Cortocircuito nel mondo Lgbt: l’esterno della sede nazionale di ArciLesbica a Bologna è stato vandalizzato. Ignoti (che si sono firmati però con “Rabbia trans”) hanno coperto di nero la targa con il nome dell’associazione e, oltre alla propria firma sulle scale, hanno scritto sulla serranda a grandezza ben visibile un insulto.

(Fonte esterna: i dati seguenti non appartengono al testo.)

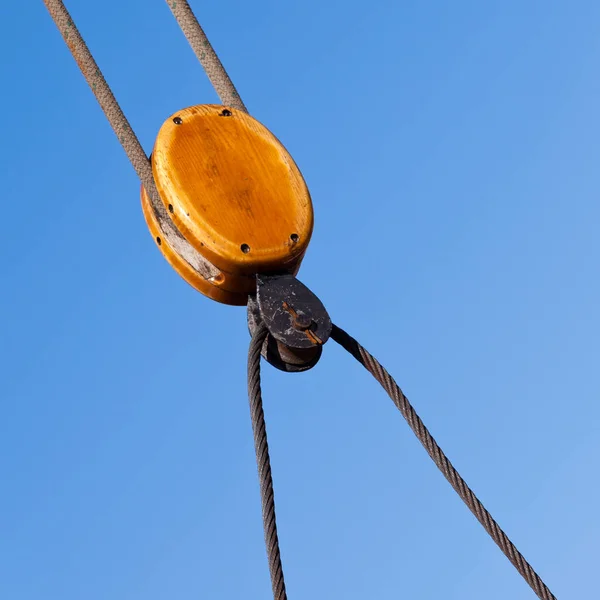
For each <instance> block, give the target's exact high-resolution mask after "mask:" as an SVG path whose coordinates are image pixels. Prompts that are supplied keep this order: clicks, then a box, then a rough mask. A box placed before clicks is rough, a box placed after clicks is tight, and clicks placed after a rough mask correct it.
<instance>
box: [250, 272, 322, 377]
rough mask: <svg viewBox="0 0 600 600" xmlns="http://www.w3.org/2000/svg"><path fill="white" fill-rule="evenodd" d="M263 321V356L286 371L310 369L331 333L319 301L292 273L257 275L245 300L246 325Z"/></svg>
mask: <svg viewBox="0 0 600 600" xmlns="http://www.w3.org/2000/svg"><path fill="white" fill-rule="evenodd" d="M261 323H264V324H265V325H266V327H267V329H268V331H269V334H268V335H267V338H266V340H265V343H264V345H263V349H262V356H263V358H264V359H265V360H266V361H267V362H268V363H269V364H271V365H273V366H274V367H276V368H277V369H280V370H281V371H287V372H301V371H307V370H308V369H312V367H314V366H315V365H316V364H317V362H318V361H319V358H321V353H322V346H323V344H324V343H325V342H326V341H327V340H328V339H329V336H330V335H331V328H332V325H331V319H330V318H329V314H328V313H327V310H326V309H325V307H324V306H323V303H322V302H321V301H320V300H319V299H318V298H317V297H316V296H315V295H314V294H313V293H312V292H311V291H310V290H309V289H308V288H307V287H306V286H305V285H304V284H303V283H301V282H300V281H298V280H297V279H296V278H295V277H294V276H293V275H257V277H256V296H250V298H249V299H248V327H249V329H250V334H253V333H254V331H255V330H256V327H257V326H258V325H260V324H261Z"/></svg>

A denunciare è stata la stessa presidente Cristina Gramolini: “L’altra notte l’esterno della sede di ‘La Comune’ a Bologna è stato imbrattato con la scritta ‘Arcistronze’, firmato ‘Rabbia trans’ e il nome di ArciLesbica è stato cancellato con vernice nera”. ArciLesbica, a suo dire, sarebbe “colpevole” di aver espresso una posizione non del tutto allineata sul disegno di legge Zan: “Gli insulti scritti sui muri della sede dipendono proprio dal fatto che abbiamo appoggiato la legge contro l’omotransfobia ma con una richiesta di emendamenti”.